At the time of writing, the draft text of the NSW amendment had not been published. But, even if the Minns bill is not so extensive, we well know from federal anti-discrimination law that the number of protected categories only ever increases. Will a priest preaching his church’s teaching against abortion be at risk of committing the crime of inciting hatred? A sportsman explaining his refusal to wear a Pride flag? A politician railing against the evils of the CFMEU?
Even if we confine ourselves to the immediate purpose of the amendments, the same provision which would capture antisemitism could equally capture condemnations of Islamist ideology. Jewish Australians who demand such laws should reflect that those laws protect their tormentors too, limiting their capacity to call out Islamofascism for what it is.
It is not the business of governments to tell people what they may or may not think. It is not the state’s role to regulate opinion on political, social, moral, religious or cultural questions – or to prohibit the passionate expression of such opinions. It is the role of the state to protect people from harm. And while we recognise that harm extends beyond physical harm – or the apprehension of it – to psychological harm, it cannot mean criminalising hostile attitudes.
Yet hate speech laws have been used as a Trojan horse to prohibit – or even, now, criminalise – attitudes and beliefs of which society disapproves. The corollary is that society – through government and its agencies – claims a right to prescribe what attitudes and beliefs are acceptable. And so, in the name of a good cause, what may be said is policed by ever-more intrusive political censorship.
That is how free societies lose their freedoms.

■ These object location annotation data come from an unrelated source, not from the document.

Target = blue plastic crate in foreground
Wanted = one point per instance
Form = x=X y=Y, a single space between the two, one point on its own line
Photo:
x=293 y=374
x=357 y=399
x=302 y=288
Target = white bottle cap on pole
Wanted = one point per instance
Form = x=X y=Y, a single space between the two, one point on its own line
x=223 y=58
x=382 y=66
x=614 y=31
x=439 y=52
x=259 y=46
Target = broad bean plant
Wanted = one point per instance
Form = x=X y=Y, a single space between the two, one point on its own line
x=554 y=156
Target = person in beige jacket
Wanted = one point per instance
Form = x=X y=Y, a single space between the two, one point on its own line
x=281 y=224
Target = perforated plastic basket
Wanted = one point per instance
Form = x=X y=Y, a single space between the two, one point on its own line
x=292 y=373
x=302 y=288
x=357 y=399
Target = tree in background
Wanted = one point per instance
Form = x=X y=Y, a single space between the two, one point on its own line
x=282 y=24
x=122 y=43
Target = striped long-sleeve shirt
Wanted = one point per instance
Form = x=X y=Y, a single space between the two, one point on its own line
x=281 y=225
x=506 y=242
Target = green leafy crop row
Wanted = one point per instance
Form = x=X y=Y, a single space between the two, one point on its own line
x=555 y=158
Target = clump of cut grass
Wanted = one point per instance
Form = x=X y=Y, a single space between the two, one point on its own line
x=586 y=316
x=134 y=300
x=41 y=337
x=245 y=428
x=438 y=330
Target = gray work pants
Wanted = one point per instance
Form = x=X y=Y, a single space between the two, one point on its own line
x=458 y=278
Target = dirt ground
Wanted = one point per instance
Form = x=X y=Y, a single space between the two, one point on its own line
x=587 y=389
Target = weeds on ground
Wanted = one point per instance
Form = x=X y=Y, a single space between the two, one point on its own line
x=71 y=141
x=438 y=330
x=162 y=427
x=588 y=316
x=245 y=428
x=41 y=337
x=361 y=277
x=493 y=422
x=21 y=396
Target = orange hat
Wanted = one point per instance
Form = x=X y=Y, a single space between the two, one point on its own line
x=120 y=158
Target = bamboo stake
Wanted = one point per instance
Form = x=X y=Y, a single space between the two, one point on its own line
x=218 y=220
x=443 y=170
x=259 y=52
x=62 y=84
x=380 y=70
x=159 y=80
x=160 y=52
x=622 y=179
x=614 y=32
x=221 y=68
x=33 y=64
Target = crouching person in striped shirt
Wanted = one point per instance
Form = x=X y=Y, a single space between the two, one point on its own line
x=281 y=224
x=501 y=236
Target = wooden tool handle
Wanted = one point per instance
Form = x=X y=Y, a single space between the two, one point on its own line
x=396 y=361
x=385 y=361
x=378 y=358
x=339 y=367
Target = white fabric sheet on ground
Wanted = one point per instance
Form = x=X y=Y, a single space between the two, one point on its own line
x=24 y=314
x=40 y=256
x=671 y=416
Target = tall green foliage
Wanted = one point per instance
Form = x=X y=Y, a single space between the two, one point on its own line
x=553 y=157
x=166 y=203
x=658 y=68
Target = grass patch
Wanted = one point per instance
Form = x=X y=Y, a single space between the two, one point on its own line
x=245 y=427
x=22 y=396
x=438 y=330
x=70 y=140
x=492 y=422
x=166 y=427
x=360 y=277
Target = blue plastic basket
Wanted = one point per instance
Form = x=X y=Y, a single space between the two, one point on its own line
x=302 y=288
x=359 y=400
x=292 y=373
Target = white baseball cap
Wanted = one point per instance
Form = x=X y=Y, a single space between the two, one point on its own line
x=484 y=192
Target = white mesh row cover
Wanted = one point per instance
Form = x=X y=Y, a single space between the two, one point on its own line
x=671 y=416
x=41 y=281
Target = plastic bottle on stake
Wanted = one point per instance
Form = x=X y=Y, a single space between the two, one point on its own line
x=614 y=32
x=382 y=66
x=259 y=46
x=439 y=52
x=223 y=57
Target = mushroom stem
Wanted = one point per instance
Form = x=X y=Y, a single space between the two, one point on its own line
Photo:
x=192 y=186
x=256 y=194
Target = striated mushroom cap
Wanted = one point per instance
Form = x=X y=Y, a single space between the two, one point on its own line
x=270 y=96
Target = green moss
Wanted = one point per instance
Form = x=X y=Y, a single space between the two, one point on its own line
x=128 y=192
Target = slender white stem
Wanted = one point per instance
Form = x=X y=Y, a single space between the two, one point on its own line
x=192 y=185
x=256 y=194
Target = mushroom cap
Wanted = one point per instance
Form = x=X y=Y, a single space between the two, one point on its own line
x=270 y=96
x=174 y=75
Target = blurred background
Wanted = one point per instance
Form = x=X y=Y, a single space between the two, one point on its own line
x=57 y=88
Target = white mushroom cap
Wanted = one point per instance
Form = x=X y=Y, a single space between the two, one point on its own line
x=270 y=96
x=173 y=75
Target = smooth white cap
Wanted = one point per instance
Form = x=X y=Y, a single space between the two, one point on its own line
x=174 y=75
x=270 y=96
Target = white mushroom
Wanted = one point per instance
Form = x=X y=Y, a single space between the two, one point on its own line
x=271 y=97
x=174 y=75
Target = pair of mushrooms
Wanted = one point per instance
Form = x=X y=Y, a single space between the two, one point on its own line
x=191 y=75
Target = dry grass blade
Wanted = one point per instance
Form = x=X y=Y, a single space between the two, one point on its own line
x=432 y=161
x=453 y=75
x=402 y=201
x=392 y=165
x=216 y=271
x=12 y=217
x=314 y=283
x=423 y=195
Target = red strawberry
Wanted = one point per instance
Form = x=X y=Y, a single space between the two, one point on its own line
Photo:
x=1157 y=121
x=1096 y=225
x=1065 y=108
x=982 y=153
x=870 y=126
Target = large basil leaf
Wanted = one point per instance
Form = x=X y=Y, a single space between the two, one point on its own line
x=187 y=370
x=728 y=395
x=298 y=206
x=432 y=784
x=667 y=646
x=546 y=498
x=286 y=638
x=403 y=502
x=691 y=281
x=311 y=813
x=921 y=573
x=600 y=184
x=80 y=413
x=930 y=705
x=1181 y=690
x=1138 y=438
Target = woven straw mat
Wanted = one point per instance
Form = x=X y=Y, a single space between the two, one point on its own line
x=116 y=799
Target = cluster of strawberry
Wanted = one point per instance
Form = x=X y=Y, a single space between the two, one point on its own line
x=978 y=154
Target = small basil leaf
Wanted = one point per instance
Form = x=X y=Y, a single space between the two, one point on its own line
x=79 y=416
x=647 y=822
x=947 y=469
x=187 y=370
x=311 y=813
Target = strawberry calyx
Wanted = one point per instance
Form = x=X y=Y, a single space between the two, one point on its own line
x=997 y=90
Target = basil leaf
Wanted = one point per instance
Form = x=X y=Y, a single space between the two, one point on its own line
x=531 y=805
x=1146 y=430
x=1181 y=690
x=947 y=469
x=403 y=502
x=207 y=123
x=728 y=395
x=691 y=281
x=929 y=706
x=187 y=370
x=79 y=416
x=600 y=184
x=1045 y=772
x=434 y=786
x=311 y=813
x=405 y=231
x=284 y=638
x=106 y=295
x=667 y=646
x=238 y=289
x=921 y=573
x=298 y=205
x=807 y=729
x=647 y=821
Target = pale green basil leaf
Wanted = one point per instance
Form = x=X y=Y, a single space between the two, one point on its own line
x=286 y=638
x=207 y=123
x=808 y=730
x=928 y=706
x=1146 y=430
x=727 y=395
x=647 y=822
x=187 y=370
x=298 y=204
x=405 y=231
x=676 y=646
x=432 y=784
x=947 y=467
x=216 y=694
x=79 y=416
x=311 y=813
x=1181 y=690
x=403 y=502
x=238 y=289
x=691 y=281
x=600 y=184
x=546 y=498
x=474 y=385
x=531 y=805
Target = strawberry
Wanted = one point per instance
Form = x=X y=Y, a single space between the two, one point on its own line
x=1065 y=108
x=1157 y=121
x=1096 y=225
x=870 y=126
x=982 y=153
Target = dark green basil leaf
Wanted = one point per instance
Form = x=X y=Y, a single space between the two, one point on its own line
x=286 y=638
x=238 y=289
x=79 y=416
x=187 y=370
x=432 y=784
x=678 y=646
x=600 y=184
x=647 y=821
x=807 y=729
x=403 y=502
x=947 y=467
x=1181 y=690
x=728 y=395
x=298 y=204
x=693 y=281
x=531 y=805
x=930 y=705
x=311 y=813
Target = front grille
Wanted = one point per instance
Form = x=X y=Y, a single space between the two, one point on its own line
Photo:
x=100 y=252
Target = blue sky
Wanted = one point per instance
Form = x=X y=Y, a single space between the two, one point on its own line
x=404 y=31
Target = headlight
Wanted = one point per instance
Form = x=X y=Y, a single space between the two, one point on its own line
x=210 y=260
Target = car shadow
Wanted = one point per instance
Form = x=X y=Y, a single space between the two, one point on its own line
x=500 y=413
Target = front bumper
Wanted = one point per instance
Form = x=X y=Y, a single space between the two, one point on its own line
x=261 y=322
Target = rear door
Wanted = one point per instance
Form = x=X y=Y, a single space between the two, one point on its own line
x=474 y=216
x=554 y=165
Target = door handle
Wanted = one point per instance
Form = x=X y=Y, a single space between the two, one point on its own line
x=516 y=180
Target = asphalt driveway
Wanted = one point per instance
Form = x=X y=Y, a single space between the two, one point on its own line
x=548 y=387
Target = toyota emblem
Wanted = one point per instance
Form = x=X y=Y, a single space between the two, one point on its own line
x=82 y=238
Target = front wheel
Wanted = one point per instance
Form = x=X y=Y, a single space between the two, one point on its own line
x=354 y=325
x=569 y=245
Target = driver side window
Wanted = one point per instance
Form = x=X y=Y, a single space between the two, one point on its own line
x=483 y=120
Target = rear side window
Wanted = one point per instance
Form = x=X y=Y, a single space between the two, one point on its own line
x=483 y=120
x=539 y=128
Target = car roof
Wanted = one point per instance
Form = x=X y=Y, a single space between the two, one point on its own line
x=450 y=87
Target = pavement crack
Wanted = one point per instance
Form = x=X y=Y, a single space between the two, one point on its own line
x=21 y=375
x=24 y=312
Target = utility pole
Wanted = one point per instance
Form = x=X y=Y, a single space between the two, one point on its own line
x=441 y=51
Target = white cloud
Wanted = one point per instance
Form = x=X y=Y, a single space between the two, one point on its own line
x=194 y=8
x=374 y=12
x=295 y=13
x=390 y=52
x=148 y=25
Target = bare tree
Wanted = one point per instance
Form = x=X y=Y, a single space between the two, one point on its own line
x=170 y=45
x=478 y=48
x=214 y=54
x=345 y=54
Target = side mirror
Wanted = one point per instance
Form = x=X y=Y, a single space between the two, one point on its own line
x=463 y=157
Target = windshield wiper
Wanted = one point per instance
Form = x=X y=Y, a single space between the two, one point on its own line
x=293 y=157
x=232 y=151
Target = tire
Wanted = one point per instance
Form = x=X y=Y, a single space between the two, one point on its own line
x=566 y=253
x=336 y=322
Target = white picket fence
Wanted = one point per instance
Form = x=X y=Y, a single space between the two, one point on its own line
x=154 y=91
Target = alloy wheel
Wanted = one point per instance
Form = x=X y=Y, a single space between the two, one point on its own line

John Stuart Mill, the 19th century’s greatest apostle of liberalism, wrote in On Liberty: “If all mankind minus one were of one opinion, and only one person were of the contrary opinion, mankind would be no more justified in silencing that one person, than he, if he had the power, would be justified in silencing mankind.”
Liberals and conservatives, in particular – the traditional defenders of freedom of speech – need to consult their first principles and ask: is this significant, and probably irreversible, expansion of the power of the state something which, because of the political exigencies of the moment, they should countenance?
George Brandis is a former high commissioner to the UK, and a former Liberal senator and federal attorney-general. He is now a professor at ANU.